È stato duro selezionare il materiale per il film?
«Durissimo. Clare ha usato solo 12 minuti delle circa 90 ore di registrazione. Stiamo lavorando a un libro che possa contenere in futuro la trascrizione integrale di tutte quelle conversazioni».
È stato difficile per lei essere la figlia di Muhammad Ali?
«Io e mia sorella Leila abbiamo conosciuto un Muhammad Ali diverso rispetto a quello dei miei altri fratelli e sorelle. Ho dei ricordi molto belli e sereni di papà a casa. Mi diceva sempre che sarei dovuta crescere senza alcun tipo di privilegio legato al fatto di essere sua figlia».
Nessuna difficoltà ad avere un padre così popolare?
«No, assolutamente. Mi accompagnava a scuola, mi cucinava il pollo, mi pettinava. Veniva a prendermi a scuola e si interessava molto quando mi piaceva un ragazzino, tanto che di solito voleva andarlo subito a conoscere. E la cosa mi metteva molto in imbarazzo».
Colpisce nel documentario la tendenza di suo padre alla commozione. È qualcosa di lui che nessuno conosceva, vero?

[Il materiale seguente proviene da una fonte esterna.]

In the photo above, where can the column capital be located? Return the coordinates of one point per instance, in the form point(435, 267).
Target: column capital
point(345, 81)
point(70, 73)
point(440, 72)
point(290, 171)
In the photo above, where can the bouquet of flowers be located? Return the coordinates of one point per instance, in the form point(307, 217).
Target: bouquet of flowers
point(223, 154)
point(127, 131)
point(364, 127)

«Verissimo. Una volta abbiamo dato un passaggio a un autostoppista che papà insistette molto ad accompagnare a casa perché gli ricordava il pugile Sugar Ray Robinson. Ci fermammo a un bancomat perché voleva dargli dei soldi ma l’uomo, fieramente, li rifiutò. Quando lo salutammo vidi mio padre piangere come un bambino. Chi ha avuto la fortuna di conoscerlo da vicino, sa bene quanto sia umile. A volte si stupisce ancora che qualcuno si ricordi di lui. Solo una persona che si sente così parte del popolo, può diventare un eroe del popolo».